Article published February 10, 2010
State panel ranks Toledo fourth in nation for sex trafficking arrests, investigations
By JIM PROVANCE
BLADE COLUMBUS BUREAU CHIEF

COLUMBUS — Ohio's location and prevalence of agricultural farms, strip clubs, and massage parlors make it a haven for the trafficking of human beings for sex and labor, but the state remains ill-prepared to recognize the signs, a state task force said Wednesday.

The panel also noted that metropolitan Toledo ranks fourth in the nation behind Miami, Portland, and Las Vegas when it comes to raw numbers of arrests, investigations, and rescue of children involved in sex trafficking. Considering Toledo's and Lucas County's smaller population compared to the other cities, the report indicates Toledo must be considered the per capita leader of the nation.

"Because of Ohio's position in the country, it is not likely that Ohio is the original destination for many traffickers," the report reads. "It is more likely that Ohio is one of the states where victims are sold while they are being moved around.

"Once the market demand is established, it is then likely that Ohio becomes the direct destination route from a country of origin into Ohio," it adds. "Therefore, the existence of human trafficking in neighboring states becomes a pull factor for those victims to also be sold in various venues in Ohio."

Toledo received unwelcome national attention when a 2005 federal investigation into a child prostitution ring in Harrisburg, Pa. revealed that nine area girls had been sold as slaves and that at least 12 of the 31 people charged had ties to the city.

In 2006, The Blade printed a series, " Lost Youth: Teenage Sex Trade," which brought to light the previously little-known fact of teenage prostitution and Toledo's emergence as a major recruitment center at the hands of pimps.

A research subcommittee of the Ohio Trafficking in Persons Study Commission estimated that 2,879 American-born youths born in Ohio are at risk for sex trafficking and that 1,078 more have been actually been involved in modern-day slavery over the course of a year.

The report extrapolates from national studies and refers frequently to newspaper stories, including a series of articles in The Blade. The subcommittee also estimated that 3,437 foreign-born people in Ohio may be at risk for trafficking for labor or the commercial sex trade, 783 of whom are estimated to have been actually trafficked.

Determining the scope of the problem that it faces was the first step of the northwest Ohio-heavy state task force headed by Attorney General Richard Cordray. The task force was created at the suggestion of a state law that, for the first time, specifically recognized human trafficking, albeit not as a specific crime.

As discussions continue, the subcommittee made several recommendations to improve the inexact data surrounding trafficking.

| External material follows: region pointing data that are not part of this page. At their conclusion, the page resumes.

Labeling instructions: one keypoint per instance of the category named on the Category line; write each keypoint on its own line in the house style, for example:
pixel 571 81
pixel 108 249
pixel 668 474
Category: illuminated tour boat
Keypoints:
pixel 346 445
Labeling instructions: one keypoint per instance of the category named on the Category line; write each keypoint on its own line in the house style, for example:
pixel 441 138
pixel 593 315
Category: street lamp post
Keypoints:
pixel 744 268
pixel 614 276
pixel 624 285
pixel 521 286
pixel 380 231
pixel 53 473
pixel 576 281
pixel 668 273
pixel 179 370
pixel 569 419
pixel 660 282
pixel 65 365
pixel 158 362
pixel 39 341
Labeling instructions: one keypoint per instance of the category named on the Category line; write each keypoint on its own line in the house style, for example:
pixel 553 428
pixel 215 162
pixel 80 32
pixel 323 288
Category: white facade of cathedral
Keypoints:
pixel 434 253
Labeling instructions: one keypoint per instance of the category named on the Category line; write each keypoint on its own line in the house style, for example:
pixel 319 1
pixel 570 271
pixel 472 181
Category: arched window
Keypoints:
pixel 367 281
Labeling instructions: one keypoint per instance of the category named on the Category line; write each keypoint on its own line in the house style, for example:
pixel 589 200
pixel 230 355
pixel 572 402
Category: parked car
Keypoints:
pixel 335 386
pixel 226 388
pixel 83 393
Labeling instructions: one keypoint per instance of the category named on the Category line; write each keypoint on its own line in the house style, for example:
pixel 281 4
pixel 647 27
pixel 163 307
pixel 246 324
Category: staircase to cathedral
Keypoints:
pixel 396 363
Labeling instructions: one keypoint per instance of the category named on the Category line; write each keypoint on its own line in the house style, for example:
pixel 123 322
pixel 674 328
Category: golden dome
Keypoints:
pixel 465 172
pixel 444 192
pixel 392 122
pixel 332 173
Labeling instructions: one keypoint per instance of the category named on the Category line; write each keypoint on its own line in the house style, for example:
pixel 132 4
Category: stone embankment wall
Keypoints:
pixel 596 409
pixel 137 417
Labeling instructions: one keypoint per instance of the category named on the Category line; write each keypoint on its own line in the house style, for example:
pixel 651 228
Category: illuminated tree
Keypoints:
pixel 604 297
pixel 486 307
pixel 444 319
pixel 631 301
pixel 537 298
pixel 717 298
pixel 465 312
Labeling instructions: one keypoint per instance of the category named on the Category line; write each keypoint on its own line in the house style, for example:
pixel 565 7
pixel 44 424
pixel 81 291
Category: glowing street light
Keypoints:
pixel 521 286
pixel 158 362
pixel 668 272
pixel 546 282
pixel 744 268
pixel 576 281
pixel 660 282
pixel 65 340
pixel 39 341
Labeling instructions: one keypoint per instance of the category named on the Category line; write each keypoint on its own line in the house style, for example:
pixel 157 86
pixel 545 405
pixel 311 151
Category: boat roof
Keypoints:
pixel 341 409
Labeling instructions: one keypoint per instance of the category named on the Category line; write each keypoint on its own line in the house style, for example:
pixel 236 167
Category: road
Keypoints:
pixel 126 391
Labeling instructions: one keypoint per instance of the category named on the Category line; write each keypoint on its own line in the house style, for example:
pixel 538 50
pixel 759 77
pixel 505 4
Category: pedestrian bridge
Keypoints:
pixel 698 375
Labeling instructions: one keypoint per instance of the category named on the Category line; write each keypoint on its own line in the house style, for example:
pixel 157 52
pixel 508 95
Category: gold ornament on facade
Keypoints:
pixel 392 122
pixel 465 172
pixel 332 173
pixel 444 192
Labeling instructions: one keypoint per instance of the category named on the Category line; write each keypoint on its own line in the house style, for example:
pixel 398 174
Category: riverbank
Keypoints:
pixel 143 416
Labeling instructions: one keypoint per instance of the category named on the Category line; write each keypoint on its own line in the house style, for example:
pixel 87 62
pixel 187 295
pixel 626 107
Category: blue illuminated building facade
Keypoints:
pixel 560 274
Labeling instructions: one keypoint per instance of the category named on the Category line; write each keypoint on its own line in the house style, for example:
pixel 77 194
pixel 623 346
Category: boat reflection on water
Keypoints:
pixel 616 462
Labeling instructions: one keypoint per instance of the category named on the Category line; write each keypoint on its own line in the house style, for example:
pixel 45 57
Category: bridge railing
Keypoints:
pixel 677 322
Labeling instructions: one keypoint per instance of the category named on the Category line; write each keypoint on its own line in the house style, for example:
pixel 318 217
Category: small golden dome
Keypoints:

It suggested that questions about prostitution be included in surveys about Ohio youth behavior and the homeless, that law enforcement and social service providers create a standard method for gathering and sharing data, and urge the national human-trafficking reporting system to include Ohio in its database.

The report suggests that one of the reasons that the Toledo area appears to be a leader in trafficking of women and girls for the sex trade is because its experience has made it more likely to recognize and respond to the signs. The area is home to the Northwest Ohio Innocence Lost Task Force on the issue.

The report suggests Ohio may be more attractive statewide as a destination and market for traffickers because of its overall "weak'' response to victims, the ill-preparedness of first responders, minimal prosecution of the customers of prostitutes, and high rates of youths considered vulnerable because of their home lives and other circumstances.

The state's close proximity to the Canadian border, its high legal and illegal immigrant population, its 130 farm labor camps, and the presence of strip clubs, brothels, and massage parlors also converge to make the state attractive as a market for trafficked sex and labor, the report states.

Forty-two states and the federal government have passed laws against human trafficking, but Ohio's 2-year-old law is considered among the weakest. Ohio's law has not created a stand-alone crime, but rather a specification that can elevate punishment for related felonies like child pornography or promoting prostitution if they are done as part of a broader scheme involving human-trafficking.

Ohio's law also applies only to the sex trade and not to the practice as it applies to forced labor, whether picking crops in the field or making beds and carrying for children in homes.